What is Efflorescence and How to Avoid it?


Today I am requesting your assistance regarding the best methods to prevent efflorescence in natural stone tile installations. I have recently begun working as an agent for a distributor that sells a limestone that goes by a few different names; Haisa Light, Rockwood and Timber Beige to name few. As I was showing this stone to a client she described a few installation problems she had with efflorescence migrating through this stone. While she didn’t go into great detail about the installation site conditions and the setting material used she did mention that the remedy she was told to use to prevent this in future jobs was to seal the back of the stone before installing. I had heard this remedy once before when another client told me about a similar problem he had with a Chinese basalt tile. In both client’s problems the specified tile size was 12”x24”. Right now my new supplier only stocks this product in 3”x6” tile and several mosaic patterns. I’ve done a little research about efflorescence and so far haven’t found anyone recommending sealing the backs of tile as possible cure for this issue. I am also concerned that too often people lump all sealers into the same category and the result may be someone using the wrong sealer and ending up causing additional installation problems. So now I am reaching out to you to see if you can provide your insights into both efflorescence migration causes and cures, and your opinion of sealing the back of tile as a preventative measure. Can you point me to any articles that discuss this in depth?


ANSWERExcessive efflorescence staining (generally a whitish substance) on stone, tiles,  grout, or adjacent surfaces is a generally a symptom of an excessive moisture problem.  That means the stone installation was not properly designed or installed correctly such that it is allowing the stone to be subjected to excessive moisture.  Although in some cases a stone can get some efflorescence from surface water migrating into and evaporating form the stone, which might be unavoidable and not a problem.

The efflorescence precipitates from the moisture that travels through the soil, substrates, mortars and stone picking up minerals/salts that dissolve into the moisture.   As the moisture evaporates at the surface of the tile and grout the minerals crystalize leaving the efflorescence precipitate. This precipitation can cause spalling in all types of stone.

Some stones have a greater propensity to be damaged by the efflorescence or the wet dry cycles than others.  Generally speaking the more porous tiles with higher absorption rates are more prone to efflorescence and those related damages.   Regarding limestone, the ASTM C568 standard for limestone is broken down to low density, medium density and high density limestone, where each respective category has different absorption rate and propensity to damage.    There is a test called the Salt Crystallization test that can test a stone to see if it has a higher or lower propensity to damage from moisture and mineral migration and evaporation.

That being said, tile and stone sealers are normally bond breakers and should not be applied to the back of the stones.   I have read some claims that certain sealers can be used on the back of stones and that they improve the bonding of the tile, but I am suspicious of those claims.  On the other hand, we have applied liquid applied waterproof membranes that meet ANSI A118.10 on the back of stones to damp proof them.  We have tested some and they perform well.

Although keep in mind that damp proofing the back of the stone will not solve an improper installation of the stone.   For exterior applications the tile must be installed correctly over a concrete substrate with a vapor retarder under it that runs up the sides of the concrete.  There should be proper deck drains and French drains as necessary.  The tile should have a waterproof membrane under it with an adequate slope to drain.
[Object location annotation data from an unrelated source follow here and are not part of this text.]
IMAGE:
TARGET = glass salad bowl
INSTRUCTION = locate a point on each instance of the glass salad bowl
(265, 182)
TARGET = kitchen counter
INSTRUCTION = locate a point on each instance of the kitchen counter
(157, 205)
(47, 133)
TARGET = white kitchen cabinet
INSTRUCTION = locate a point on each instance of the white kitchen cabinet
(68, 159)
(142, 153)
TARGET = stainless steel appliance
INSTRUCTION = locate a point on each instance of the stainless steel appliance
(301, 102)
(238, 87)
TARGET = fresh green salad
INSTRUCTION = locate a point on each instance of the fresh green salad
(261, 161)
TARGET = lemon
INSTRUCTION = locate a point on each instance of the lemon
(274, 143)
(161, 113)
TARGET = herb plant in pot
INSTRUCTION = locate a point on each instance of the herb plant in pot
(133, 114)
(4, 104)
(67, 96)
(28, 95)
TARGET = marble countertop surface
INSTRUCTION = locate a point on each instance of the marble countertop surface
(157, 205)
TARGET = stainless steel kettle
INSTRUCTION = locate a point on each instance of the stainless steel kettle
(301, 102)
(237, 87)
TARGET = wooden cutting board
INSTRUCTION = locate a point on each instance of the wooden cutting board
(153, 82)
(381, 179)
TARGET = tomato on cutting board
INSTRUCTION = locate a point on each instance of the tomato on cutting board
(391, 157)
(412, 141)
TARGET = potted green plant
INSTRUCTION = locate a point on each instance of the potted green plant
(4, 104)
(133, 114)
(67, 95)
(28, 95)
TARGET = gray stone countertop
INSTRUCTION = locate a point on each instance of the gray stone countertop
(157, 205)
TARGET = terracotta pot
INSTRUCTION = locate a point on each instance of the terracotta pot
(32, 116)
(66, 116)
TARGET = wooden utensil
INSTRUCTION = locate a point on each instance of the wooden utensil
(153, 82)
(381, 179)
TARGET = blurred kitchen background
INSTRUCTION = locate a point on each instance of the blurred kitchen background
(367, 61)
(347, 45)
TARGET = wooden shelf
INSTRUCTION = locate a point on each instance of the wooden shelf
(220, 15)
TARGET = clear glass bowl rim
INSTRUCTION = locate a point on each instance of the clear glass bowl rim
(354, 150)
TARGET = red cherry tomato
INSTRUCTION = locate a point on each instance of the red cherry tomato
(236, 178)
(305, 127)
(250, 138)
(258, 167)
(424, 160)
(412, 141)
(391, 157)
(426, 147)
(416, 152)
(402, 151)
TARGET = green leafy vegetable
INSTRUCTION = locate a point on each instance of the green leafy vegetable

There is an article I wrote that covers some of this at: Specifying Tiles for Exterior and Interior Wet Areas 

2 thoughts on “What is Efflorescence and How to Avoid it?

  1. Tom says:

    This June I installed 12″ x 24″ porcelain tiles on a deck that went 2 flights up w/ 2 landings.
    A subcontractor installed an elastomeric waterproof membrane over the existing concrete steps. We tiled each riser and tread with these steps; Reinforced with wire floating over the waterproof membrane we skimmed a coat of laticrete 253 thinset over the waterproof membrane riser and tread, floated a mortar bed to achieve rise and run finish dimensions then installed the porcelain tile with the same thinset. It is now December and after the recent rains there are two areas where effloresence has been noticed. It is below the area where the siding meets the tile. One area is redish brown and the other is white. Both are a chrystalized material. They are separate flights of stairs. It seems really soon that this should be happening. Is this a result of the effloresence you mentioned above?

    • Donato Pompo says:

      If it is a crystallized material then it is efflorescence, which is mineral migration. If I understand you correctly, moisture is getting behind the siding and migrating through the cementitious materials where it picks up minerals (a form of salt). As the moisture migrates and evaporates out of the transition of the siding and the tile it precipitates the mineral that results in the crystallized staining.

      It isn’t a matter of how long it has been installed, but rather a matter of how is the moisture getting in.

      The solution is to determine where the moisture is getting in and stopping it. If in fact you waterproofed the stair treads and risers so there is a continuous waterproofing layer preventing moisture to pass through, then look at the transitions of where the tile transitions into the siding to stop the moisture migration.